Materials and Methods

The study area was determined by the tidal range area of the Peel-Harvey Estuary and Harvey, Serpentine and Murray rivers (Figure 1).   The Peel-Harvey system is 75km south of Perth. It consists of the Peel Inlet and Harvey Estuary which together form a large shallow waterbody of some 133km2.  Three rivers, the Serpentine, Murray and Harvey flow into this system.  The whole study area lies on the Swan Coastal Plain of Western Australia.  Lines of coastal sand dunes consisting of Safety Bay sand and Tamala Limestone (Dept. of Mines, 1977) separate the system from the Indian Ocean.  Goemorphology and vegetation of the system have been described elsewhere (for example Semeniuk, 1990).

Data processing was performed on a Sun SparkStation IPX with 24bit RasterOps video display.  The workstation has 40Mb of RAM and a total of 5Gb of hard disk storage over 3 separate hard disks.  Data storage backup is made to a DAT tape with a storage capacity of 3Gb.  A raster image of the entire study area at the supplied image resolution would result in a digital photomosaic of approximately 4Gb, exceeding the system storage capacity.   For this reason the images were resampled to 3m resolution and mosaiced in six sub images based on the flying dates and continuity.  The entire scene mosaic then amounted to 510Mb.  A detailed technical description of the digital mosaic process is contained in McComb et al (1995).  This study differs from McComb’s study in that digital scans of air photographs were used previously whilst this study used digital video. The image processing was completed using ERDAS Imagine 8.1.0 software.

DMSV Instrument

The DMSV images in native Targa format were supplied by SpecTerra Systems on DAT tape.   This is possibly one of the only suitable storage media  for provision of data of this type given the large number of individual files where the total volume exceeds that of a CD-ROM (>600Mb).  In a DMSV image file there are four spectral bands, that is each picture element (pixel) has four values associated with the amount of radiance that each CCD camera measures.   There are four cameras, each measures a discrete portion (band) of the spectral frequency.  The bands and the wavelengths and optical features of the cameras are shown in Table 2.  A digital file that arranges pixel values of a image in a grid is known as a raster file.  The size of a raster file is a function of the number of rows, columns and bands that comprise the file, for instance a image that has four bands and is 740 pixel wide by 578 pixel high will comprise of 740 x 578 x 4 = 1710880 (1.7Mb) discrete data values.  Computer image processing software such as Imagine 8.1.0 will frequently add small amounts of meta-data to the image file for housekeeping purposes (file headers/trailers), marginally increasing file sizes.
 

Image Processing

The DMSV images were digitally joined together by georeferencing each image with minimal distortion and orientating the images to conform with mapping conventions.   McComb et al (1995) used a digital orthophoto to georeference scanned air photos. The initial georeferencing of the video frames for this study was carried out using the 1994 digital photomosaic compiled by McComb et al (1995).  Limitations of the Imagine 8.1.0 software restrict mosaicing images to a software array of 10,000 x 10,000 pixels and another apparent limit is on the number of files in a mosaic task. The final mosaic was composed of initially four and ultimately six smaller mosaics. These were logically divided on the basis of flight runs conducted at similar times.   The Harvey West and Goegrup images were compiled from additional data not supplied at the original time, indeed their classification processing was started after the initial four images were completed.  The runs, timings and dates acquired are shown in Table 3.

All flights were between 7:30am and 10:00am.  The timing of the missions was designed to obtain maximum water penetration and to avoid strong seabreezes (waves) around noon.  Prior to mosaicing the images, they were histogram matched to enable correct colour balance between the sub components. The final mosaic image was compiled from approximately 450 sub-images.

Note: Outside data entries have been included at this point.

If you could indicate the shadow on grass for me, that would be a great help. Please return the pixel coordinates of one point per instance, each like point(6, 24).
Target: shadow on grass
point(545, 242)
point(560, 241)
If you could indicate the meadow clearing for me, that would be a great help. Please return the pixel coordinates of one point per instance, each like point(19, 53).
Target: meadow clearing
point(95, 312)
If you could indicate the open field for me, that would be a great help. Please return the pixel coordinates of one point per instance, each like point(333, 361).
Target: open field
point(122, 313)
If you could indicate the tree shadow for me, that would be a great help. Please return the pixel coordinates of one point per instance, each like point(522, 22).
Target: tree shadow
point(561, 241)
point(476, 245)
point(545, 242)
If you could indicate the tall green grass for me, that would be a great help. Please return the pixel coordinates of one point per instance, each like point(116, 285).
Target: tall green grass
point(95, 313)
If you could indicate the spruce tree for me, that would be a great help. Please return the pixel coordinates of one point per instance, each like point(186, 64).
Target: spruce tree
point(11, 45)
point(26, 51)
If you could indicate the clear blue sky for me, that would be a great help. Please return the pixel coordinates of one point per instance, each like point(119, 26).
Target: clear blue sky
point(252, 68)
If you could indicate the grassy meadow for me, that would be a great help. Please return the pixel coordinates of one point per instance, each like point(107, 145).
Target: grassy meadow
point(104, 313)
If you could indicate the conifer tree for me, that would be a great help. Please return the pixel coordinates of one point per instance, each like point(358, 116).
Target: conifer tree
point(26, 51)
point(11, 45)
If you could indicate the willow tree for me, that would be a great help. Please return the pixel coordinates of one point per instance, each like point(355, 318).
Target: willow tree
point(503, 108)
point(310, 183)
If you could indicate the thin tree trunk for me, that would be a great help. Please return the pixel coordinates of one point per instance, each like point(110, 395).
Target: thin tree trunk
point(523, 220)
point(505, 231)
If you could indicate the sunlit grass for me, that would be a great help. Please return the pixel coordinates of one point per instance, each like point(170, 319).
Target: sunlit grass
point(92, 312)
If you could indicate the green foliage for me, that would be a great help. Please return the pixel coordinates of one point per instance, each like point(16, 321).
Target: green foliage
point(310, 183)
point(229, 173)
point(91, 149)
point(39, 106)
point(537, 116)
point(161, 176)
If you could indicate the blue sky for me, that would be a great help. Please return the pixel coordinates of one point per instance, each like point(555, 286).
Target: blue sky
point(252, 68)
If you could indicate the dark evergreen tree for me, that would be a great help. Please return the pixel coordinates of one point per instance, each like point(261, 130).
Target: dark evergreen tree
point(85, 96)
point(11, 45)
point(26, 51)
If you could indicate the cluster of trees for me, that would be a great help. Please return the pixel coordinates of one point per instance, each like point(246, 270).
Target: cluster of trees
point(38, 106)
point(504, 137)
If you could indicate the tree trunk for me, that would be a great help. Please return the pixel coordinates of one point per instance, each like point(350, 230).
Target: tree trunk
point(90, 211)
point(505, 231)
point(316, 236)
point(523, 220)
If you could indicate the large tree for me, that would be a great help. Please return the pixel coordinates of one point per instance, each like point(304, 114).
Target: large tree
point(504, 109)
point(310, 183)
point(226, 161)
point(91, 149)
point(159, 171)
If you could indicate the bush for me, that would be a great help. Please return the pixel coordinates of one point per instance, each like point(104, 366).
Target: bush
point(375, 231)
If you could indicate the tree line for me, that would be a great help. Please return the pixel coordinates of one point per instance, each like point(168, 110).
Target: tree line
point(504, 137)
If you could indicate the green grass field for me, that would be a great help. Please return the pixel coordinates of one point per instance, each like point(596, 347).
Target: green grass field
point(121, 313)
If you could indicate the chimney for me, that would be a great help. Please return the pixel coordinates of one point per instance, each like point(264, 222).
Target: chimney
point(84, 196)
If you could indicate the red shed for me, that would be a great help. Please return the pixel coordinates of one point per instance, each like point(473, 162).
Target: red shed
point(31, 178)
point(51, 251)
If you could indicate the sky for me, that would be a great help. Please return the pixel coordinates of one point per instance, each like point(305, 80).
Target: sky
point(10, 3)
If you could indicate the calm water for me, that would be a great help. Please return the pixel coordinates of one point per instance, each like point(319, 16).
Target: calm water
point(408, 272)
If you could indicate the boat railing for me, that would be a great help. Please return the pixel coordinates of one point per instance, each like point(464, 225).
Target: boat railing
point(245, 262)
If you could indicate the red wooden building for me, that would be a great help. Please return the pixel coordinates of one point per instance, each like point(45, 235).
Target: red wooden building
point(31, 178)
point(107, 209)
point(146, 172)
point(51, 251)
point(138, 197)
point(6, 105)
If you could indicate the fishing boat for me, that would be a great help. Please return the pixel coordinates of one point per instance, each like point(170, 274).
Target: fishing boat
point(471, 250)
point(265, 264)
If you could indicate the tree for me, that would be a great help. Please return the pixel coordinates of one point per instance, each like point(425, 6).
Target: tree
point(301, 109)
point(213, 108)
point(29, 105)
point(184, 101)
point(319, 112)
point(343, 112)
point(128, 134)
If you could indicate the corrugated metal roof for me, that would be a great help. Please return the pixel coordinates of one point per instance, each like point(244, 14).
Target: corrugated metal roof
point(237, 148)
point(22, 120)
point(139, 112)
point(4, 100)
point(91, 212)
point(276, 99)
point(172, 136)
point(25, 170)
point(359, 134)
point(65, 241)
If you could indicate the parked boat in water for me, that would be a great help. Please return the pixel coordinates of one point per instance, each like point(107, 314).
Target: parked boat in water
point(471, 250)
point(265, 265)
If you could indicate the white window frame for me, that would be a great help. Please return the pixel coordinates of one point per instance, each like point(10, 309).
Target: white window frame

A flow diagram of the entire mosaic process is summarized in Appendix B.   A table showing file handling procedures is contained in Appendix C.

As part of preliminary data interpretation the entire mosaic was subject to an unsupervised classification algorithm (ISODATA) to determine the extent of landcover classes, which could be discerned by parametric methods.  The ISODATA classification resulted in 20 classes and took 25 hours of processing time.  Based also on the outcome of the ISODATA classification and a trial vegetation index  of the Harvey image it was thought the use of vegetation indices would not be productive.

Following evaluation of the results of the unsupervised ISODATA classification we used supervised classification techniques (maximum likelihood) to group the vegetation classes.  The classification used classes based on vegetation association thought to be sufficiently spectrally distinct to eliminate misclassification, and informative in the determination of vegetation affected by variations in salinity.  A table of the vegetation classes used is contained in Table 4.   This method will be described in the following section.  The classification process is summarised in Appendix D.

Method for Determining Classification Seed Areas

In order to carry out a supervised classification on the mosaic image, it was necessary to firstly define for information content, the vegetation classes present in the image area, and secondly to outline examples of these areas in the mosaic.   An initial list of vegetation classes was compiled for the study area from reviewing maps, management plans and journal  articles (Dames and Moore, 1987; DCE, 1978; EPA, 1993; Semeniuk and Semeniuk, 1990; Siemon et al, 1993; Woodcock, 1992; Kinnaird et al, 1979).   The vegetation classes were morphologically based.   A list of 18 classes was compiled, which could be reduced to a minimum of 10. This initial list relied on the accuracy scale and coverage of the sources. These three factors made this list provisional.  The vegetation class descriptions were subsequently revised as the classification process proceeded.

The classes were refined and more added once ground truthing data had been included.  A field trip was conducted in March 1995 to determine vegetation associations within the study area to use as a basis of seed sites for image interpretation and classification. Ground truthing involved visiting sites and recording (photographing) the broad vegetation characteristics of these sites. These characteristics included major species and the vegetation structure. An example would be Melaleuca and Acacia low closed forest.   Appendix E shows some of the field sites visited for ground truthing.  This information, and previous personal observations, when included in the compilation of the vegetation classes, resulted in a list of 23 classes. These can be seen in Table 4.

The next step was to create a digital overlay of the mosaic which contained examples of these classes. The initial mosaic was comprised of the original four subimages.   The additional subimages were added after the original mosaic classification was completed.   Firstly, areas where each class occurred were drawn on mylar sheets over colour air photographs.   These were then transferred to an class seed polygon overlay on the digital mosaic.   Each polygon drawn belonged to one of the 23 classes and was labeled as such.   Multiple examples of each of the vegetation classes were included to aid the classification processes.   In total there was 121 class seed polygons distributed throughout the original study area.   In addition to the vegetation classes polygons were created for non vegetation classes such as water, farmland, bare ground, roads, and urban areas.   These non vegetation classification classes were then used to eliminate these classes from the final vegetation classification result.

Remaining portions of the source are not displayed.